This week saw a big change of direction for the project. With the higher capacity working memory model completely debugged, I expected the beginning of this week to be data analysis, before moving on to a bigger, better model. But the results we saw made us reconsider our entire approach to the problem of serial recall phenomena.
The working memory content never surpassed two items, even with the theoretical capacity of four. How did this happen? It was due to the probability of spontaneously forgetting any stimulus. Consider the following situation:
At state s, the working memory content consists of [stimulus 2, stimulus 3]. Stimulus 1 is presented, and the agent decides to replace the third item of working memory. To unpack the situation, we can take a look at the possible outcomes and their respective probabilities.
So what are the possible outcomes? Well, any one of the 6 stimuli might be presented next, and there are three possible working memory states: the agent might not forget anything in which case the working memory would contain [stimulus 2, stimulus 3, stimulus 1], or either of the original memories might be forgotten, in which case the working memory would consist of either [stimulus 3, stimulus 1] or [stimulus 2, stimulus 1]. That’s a total of 18 possible outcomes. But, let’s say the probability of the same stimulus being presented twice in a row is 0. Now, we have 15 possible outcomes. The model assumes that each of these scenarios has an equal probability. In this case, the possible outcomes all have a probability of 1/15. This gives a ⅔ chance of having two items in working memory in the next state.
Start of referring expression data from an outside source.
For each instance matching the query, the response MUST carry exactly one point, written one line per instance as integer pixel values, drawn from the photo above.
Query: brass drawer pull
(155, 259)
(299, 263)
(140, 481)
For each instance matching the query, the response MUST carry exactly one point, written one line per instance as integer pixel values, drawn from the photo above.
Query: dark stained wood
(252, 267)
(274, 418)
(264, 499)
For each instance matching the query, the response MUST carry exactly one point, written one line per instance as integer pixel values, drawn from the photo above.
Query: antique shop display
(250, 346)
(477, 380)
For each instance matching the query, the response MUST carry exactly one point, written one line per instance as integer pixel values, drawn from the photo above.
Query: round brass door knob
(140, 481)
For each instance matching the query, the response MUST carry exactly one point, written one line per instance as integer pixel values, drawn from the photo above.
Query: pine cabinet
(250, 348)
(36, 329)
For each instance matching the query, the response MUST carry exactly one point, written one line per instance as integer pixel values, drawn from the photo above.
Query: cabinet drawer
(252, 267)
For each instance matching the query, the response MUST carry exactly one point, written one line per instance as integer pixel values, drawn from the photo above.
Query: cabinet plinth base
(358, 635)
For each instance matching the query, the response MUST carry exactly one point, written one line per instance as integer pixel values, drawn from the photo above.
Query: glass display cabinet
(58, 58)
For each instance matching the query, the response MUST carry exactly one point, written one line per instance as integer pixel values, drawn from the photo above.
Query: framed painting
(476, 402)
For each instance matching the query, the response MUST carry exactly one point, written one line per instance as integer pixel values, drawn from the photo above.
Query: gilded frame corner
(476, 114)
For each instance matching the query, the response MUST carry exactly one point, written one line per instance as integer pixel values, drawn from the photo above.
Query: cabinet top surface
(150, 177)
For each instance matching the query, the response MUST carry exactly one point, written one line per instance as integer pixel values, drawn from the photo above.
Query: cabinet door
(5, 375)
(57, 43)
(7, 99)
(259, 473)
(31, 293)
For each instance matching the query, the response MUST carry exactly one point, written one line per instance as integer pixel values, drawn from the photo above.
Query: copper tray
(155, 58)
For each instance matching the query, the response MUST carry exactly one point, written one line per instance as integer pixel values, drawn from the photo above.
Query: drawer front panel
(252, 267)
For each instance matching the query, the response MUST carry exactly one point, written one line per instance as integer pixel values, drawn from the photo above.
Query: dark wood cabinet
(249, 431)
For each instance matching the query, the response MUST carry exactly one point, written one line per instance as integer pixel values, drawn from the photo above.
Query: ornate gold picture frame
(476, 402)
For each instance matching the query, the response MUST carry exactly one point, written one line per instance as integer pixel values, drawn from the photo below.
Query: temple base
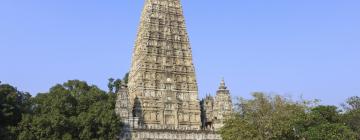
(169, 134)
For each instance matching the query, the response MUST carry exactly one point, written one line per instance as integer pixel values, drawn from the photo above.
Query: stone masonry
(161, 100)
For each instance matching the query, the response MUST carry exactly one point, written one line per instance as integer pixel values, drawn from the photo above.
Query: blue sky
(308, 48)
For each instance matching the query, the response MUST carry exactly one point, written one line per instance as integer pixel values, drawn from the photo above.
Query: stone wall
(167, 134)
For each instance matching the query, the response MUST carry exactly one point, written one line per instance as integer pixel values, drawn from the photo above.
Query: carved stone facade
(218, 109)
(162, 93)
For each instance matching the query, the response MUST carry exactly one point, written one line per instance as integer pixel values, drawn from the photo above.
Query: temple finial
(222, 84)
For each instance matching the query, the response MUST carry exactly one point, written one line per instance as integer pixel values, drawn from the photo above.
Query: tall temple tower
(162, 76)
(160, 101)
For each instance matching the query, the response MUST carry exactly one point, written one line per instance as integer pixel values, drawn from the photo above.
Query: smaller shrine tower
(217, 109)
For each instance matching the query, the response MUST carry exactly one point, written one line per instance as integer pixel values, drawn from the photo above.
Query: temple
(161, 98)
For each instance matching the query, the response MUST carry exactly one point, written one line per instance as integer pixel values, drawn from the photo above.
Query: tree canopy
(73, 110)
(275, 117)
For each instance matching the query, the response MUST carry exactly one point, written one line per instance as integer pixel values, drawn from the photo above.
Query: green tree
(351, 116)
(13, 104)
(324, 123)
(111, 85)
(265, 118)
(73, 110)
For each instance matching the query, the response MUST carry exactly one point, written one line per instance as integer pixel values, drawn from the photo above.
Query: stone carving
(218, 109)
(160, 100)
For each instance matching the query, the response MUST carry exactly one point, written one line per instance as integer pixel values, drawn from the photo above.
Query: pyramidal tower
(160, 101)
(162, 75)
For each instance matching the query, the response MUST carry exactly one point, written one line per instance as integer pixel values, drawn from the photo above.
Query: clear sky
(290, 47)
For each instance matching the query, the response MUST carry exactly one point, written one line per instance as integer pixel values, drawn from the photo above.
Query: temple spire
(162, 74)
(222, 84)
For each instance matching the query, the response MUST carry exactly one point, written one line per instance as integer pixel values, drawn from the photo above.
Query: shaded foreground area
(76, 110)
(275, 117)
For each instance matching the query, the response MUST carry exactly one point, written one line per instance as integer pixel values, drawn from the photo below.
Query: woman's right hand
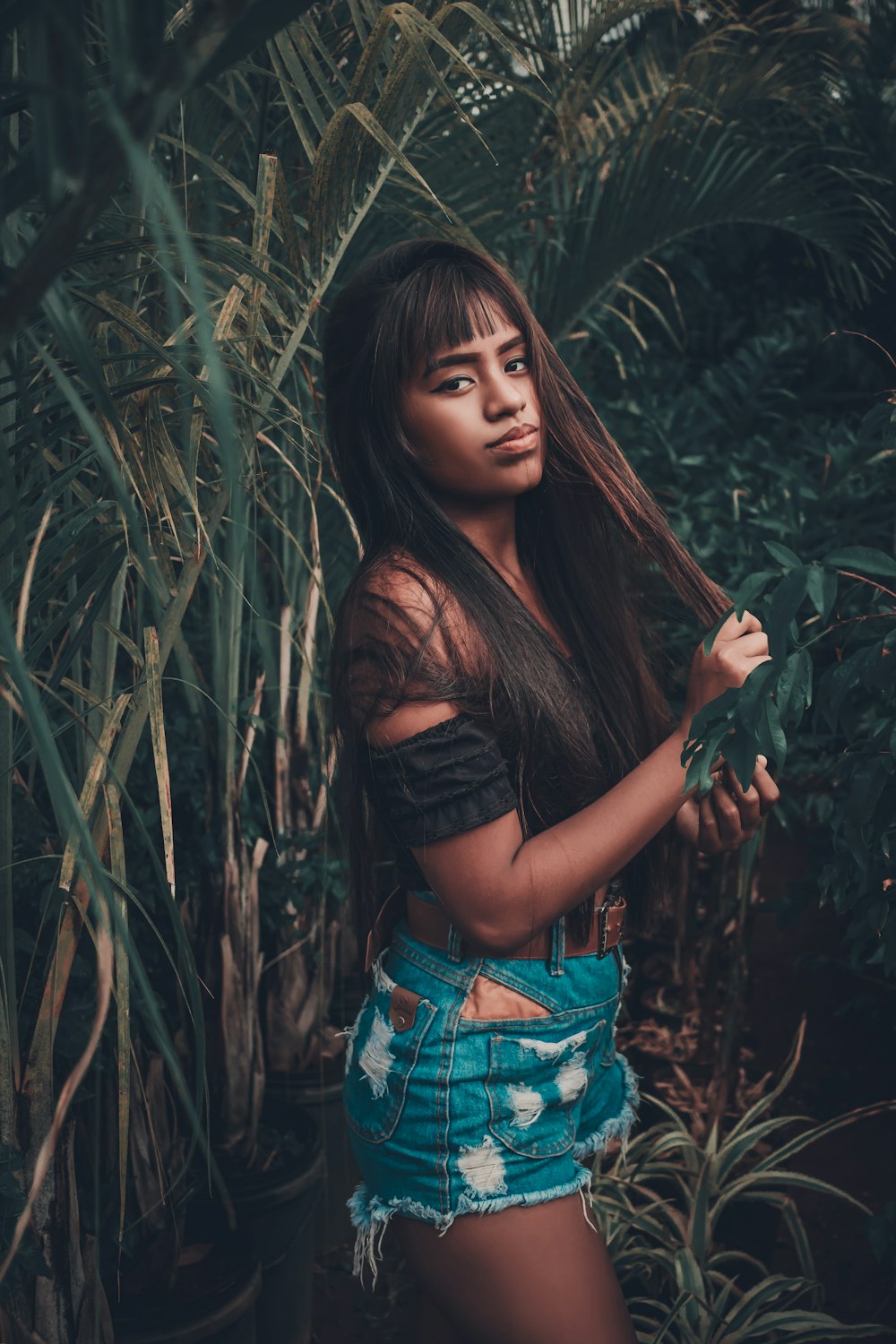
(739, 647)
The fact that only two items are ever stored in working memory made it clear that it was time to reevaluate our initial assumptions about memory loss. Especially given the fact that evidence as to whether working memories decay temporally is mixed (Peterson and Peterson 1959; Oberauer, 2008). It could be that memory loss in such tasks is primarily due to replacement. Additionally, as the model is now, you are more likely to forget a given stimulus the longer it is stored in working memory, because of the cumulative effect of forgetting probability at each time step. This is not necessarily reflective of actual properties of working memory. We needed to rethink forgetting probabilities.
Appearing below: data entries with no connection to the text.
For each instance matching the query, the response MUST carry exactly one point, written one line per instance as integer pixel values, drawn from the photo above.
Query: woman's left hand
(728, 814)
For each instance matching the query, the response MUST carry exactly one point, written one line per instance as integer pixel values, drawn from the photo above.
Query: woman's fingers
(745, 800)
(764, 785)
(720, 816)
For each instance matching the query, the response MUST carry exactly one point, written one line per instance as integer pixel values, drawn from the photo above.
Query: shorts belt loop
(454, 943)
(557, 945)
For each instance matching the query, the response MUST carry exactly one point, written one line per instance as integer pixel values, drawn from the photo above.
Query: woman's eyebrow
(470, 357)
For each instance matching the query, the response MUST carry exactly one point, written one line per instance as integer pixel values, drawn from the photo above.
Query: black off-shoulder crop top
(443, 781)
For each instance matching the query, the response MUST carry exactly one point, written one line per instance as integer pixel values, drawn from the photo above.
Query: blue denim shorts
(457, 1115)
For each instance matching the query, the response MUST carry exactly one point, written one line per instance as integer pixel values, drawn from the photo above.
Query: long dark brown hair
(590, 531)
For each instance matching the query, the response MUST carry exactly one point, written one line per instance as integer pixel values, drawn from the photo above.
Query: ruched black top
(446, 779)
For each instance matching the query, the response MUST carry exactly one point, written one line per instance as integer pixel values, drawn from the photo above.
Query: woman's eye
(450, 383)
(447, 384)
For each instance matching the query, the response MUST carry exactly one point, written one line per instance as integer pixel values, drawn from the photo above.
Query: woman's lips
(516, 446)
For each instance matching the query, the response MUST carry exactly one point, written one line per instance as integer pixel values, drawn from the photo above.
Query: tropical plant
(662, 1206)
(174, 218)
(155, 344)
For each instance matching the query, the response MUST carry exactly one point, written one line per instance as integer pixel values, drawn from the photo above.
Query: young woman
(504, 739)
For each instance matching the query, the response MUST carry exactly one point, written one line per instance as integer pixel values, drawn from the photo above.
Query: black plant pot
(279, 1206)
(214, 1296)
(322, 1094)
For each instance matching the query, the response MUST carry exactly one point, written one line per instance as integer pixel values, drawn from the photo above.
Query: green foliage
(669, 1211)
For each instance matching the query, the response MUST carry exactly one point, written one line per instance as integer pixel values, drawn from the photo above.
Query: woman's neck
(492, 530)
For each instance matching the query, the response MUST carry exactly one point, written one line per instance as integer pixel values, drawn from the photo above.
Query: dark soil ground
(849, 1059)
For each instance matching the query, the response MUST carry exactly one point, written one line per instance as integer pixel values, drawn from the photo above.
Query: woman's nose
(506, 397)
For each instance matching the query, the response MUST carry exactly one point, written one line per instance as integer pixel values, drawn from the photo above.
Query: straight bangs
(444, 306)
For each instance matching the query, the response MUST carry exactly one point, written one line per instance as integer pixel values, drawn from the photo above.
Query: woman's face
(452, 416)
Paul and I arranged a meeting to discuss exactly this. Aside from designing forgetting probabilities to generate the primacy and recency effects, there was no clear way to find logical values. Furthermore, serial recall may not be a fruitful area to apply optimal control theory because the concept of optimizing performance is not meaningful in this context. Success in this task is independent of which memories are retained, because as long as the agent fills its working memory, performance will be the same. It makes more sense, on the other hand, that working memory might be optimized to natural human behaviors like language processing. Phenomena like primacy and recency could be byproducts of an optimal solution to a different task. We were left with two options: moving to a dual store model of working memory, or ditching serial recall tasks and using a more behaviorally relevant task as a model.